Vendor management norms and guidelines define relationships and interaction between a company’s own employees and external workers, individually and in team-level settings.  Unfortunately, this issue is not always obvious and therefore, is neither explicitly raised by inexperienced agile coaches, nor adequately addressed by senior leadership that is satisfied with limited results (could be also a sign of complacency).

There is a lot of improvement required in how corporate attorneys and vendor managers define, initiate and maintain external relationships with third parties.

This post provides a short summary of recommended improvements – they are  listed below.  It is based on a more comprehensive excerpt: Agile Contracts Primer, by T. Arbogast, C. Larman, B. Vodde.

(Also, please refer to Top-5 high-level recommendations for what to look for in vendors, selected for agile projects, in “Survival List to Vendor Selection on Agile Projects”)

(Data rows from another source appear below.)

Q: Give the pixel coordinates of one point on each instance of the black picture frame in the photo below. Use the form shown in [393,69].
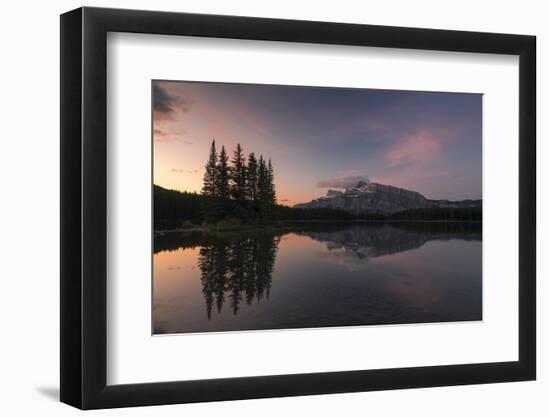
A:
[84,207]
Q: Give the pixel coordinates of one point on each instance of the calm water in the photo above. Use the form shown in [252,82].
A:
[317,275]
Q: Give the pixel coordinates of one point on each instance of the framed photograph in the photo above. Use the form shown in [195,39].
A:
[258,208]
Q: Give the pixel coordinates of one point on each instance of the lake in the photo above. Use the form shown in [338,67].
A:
[317,275]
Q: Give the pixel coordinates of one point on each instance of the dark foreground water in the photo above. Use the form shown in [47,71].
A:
[317,275]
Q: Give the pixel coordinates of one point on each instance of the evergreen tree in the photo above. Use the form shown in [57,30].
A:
[262,192]
[271,197]
[222,176]
[238,174]
[252,178]
[210,173]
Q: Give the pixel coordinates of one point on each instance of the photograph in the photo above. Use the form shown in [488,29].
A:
[292,207]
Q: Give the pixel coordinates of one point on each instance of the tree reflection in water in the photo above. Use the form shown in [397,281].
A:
[237,266]
[234,270]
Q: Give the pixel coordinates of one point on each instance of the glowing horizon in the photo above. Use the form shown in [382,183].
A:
[320,138]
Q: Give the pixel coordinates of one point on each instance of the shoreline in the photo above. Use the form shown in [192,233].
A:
[282,223]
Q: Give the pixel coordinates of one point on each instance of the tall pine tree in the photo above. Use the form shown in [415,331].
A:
[210,173]
[252,178]
[271,197]
[222,176]
[263,191]
[238,174]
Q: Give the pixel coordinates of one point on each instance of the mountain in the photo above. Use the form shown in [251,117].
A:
[379,198]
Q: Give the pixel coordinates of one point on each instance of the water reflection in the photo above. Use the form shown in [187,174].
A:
[240,268]
[326,275]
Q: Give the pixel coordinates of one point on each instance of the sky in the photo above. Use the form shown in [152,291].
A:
[320,138]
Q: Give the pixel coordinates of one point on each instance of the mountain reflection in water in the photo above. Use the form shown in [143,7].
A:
[316,275]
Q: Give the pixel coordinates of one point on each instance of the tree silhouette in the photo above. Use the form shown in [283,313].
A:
[222,176]
[210,172]
[252,178]
[238,174]
[271,197]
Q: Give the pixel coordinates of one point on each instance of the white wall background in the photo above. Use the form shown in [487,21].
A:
[29,225]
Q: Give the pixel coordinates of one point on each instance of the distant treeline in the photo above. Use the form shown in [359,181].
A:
[175,209]
[449,214]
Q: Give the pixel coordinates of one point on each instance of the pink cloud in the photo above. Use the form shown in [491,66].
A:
[420,148]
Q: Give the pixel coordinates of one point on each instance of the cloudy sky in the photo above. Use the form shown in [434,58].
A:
[320,138]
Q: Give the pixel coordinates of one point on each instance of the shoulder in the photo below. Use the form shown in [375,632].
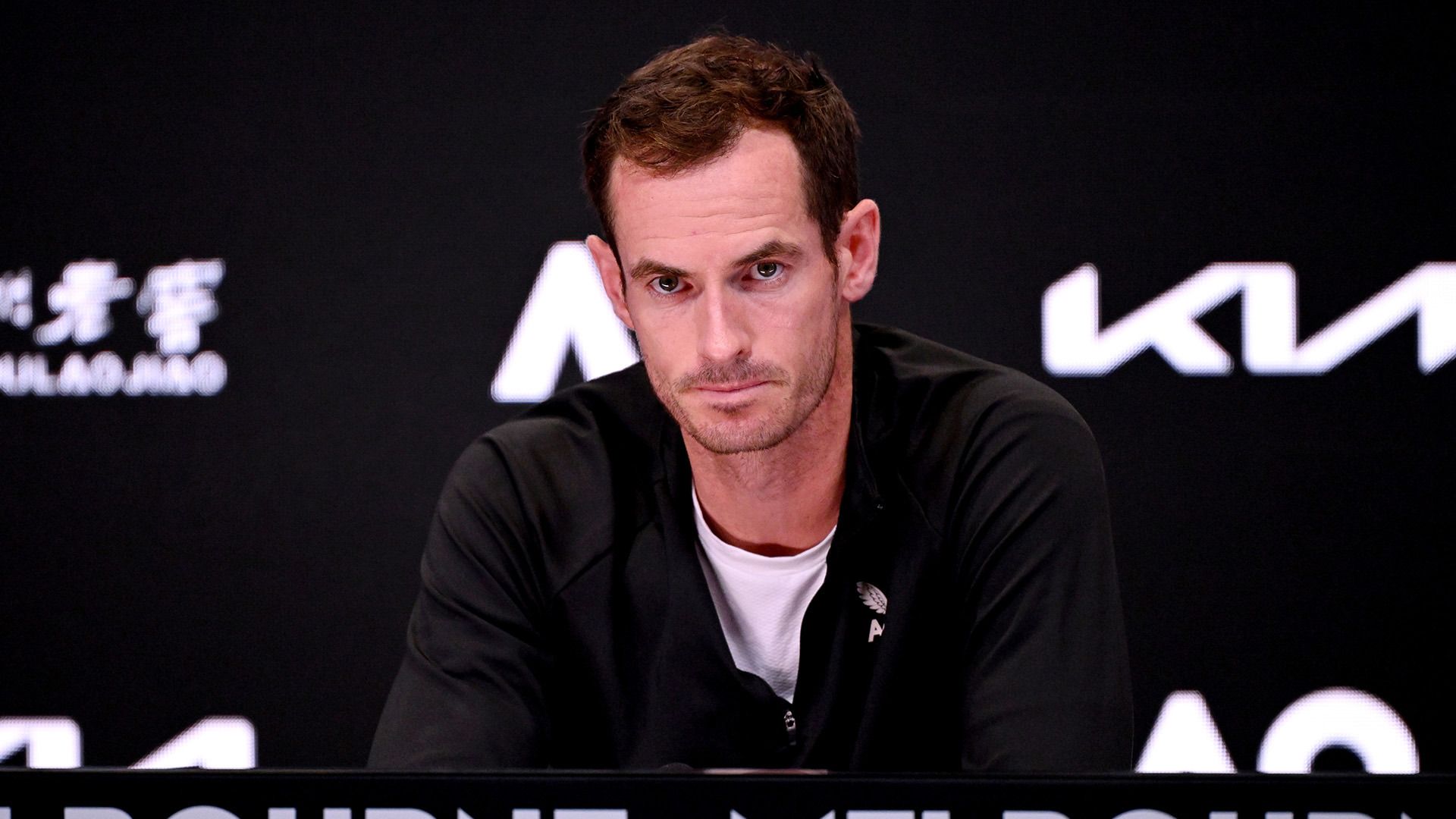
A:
[564,477]
[932,394]
[970,439]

Recommendations for Attorneys and Vendor Managers:
  • Acknowledge that Legal, just like Finance and HR can diminish project success if not considered as a part of agile ecosystem
  • Get rid of false dichotomies around the 3rd Agile Manifesto value: “just because we value customer collaboration than contract negotiation, it does not mean that a contract has no value” ?
  • Make sure that attorneys understand that a “successful contract” is not the main goal.  It is a successful project or product (delivery) that is the main goal.
  • Draw analogy between software project complexity and your own (if you are an attorney) legal work complexity, to appreciate how difficult it is to do precise upfront estimation on huge, unpredictable body of work
  • Understand how agile approaches can lower (not completely remove) friction around, such areas of contract negotiation as liability, warranty, payments, pricing, deliverable
  • Understand that external legal contracts have downstream impact on internal non-legal contracts – relationships between people
  • Understand repercussions of subjective incentives and rewards (bonuses), given to attorneys for legal outcomes (event if they are successful), instead of focusing on an overall project success
  • Understand/study agile and iterative development (e.g. Scrum, Kanban), system thinking concepts, lean principles and agile project assumptions differ from traditional project assumptions
  • Gain strong grasp of what Acceptance Criteria, Definition of Done, PSPI and MVP mean
  • Study how continuous deployment and incremental development can reduce risk and exposure, as oppose to sequential/waterfall SDLC that usually  increases it
  • Understand positive implications of agile ways of working Limited Liability and Warranty, Deliverable and Pricing
  • Specifically, with regards to Pricing, understand:
    • Variations of T&M contracts and why they are good for agile projects.  For example:
      • Fixed price per iteration (per unit of time), fixed-price per large project
      • Fixed price per unit of work
      • Pay-per-use models
      • Hybrid shared pain/gain models
      • Capped-Price, Variable-Scope vs. Capped-Price, Partial-Fixed-Scope vs. Fixed-Price, Variable-Scope
      • Target-cost
    • Reasons why FPFS contacts are least desirable/most risky and what are some of the ways of lowering such risks
    • Difference between flexible scope without and with penalty (shared gain/pain)
    • Early termination – does not mean failure
Conclusion

Contracts are not necessarily always bad.  Having an external, legal contract between a client and a vendor/service provider/supplier is perfectly normal and even necessary.  It is the form of a contract that matters, as it has downstream effect on dynamics and behaviors between people within a client company, as well as between the parties.

To produce a meaningful contract for an agile project, an attorney should have good understanding of what is valued most in agile work, by agile teams, and optimize his/her own work for the benefit of an overall project, not just for having an amazing contract (locally optimized for an attorney’s benefit).  To gain such understanding a legal professional needs to invest significantly in studying principles of agile/adaptive product development (e.g. Scrum, Kanban), lean and system thinking.

Some of the above listed contract types are more supportive of agile work than others and each once must be explored in detail for suitability, depending on unique organizational settings.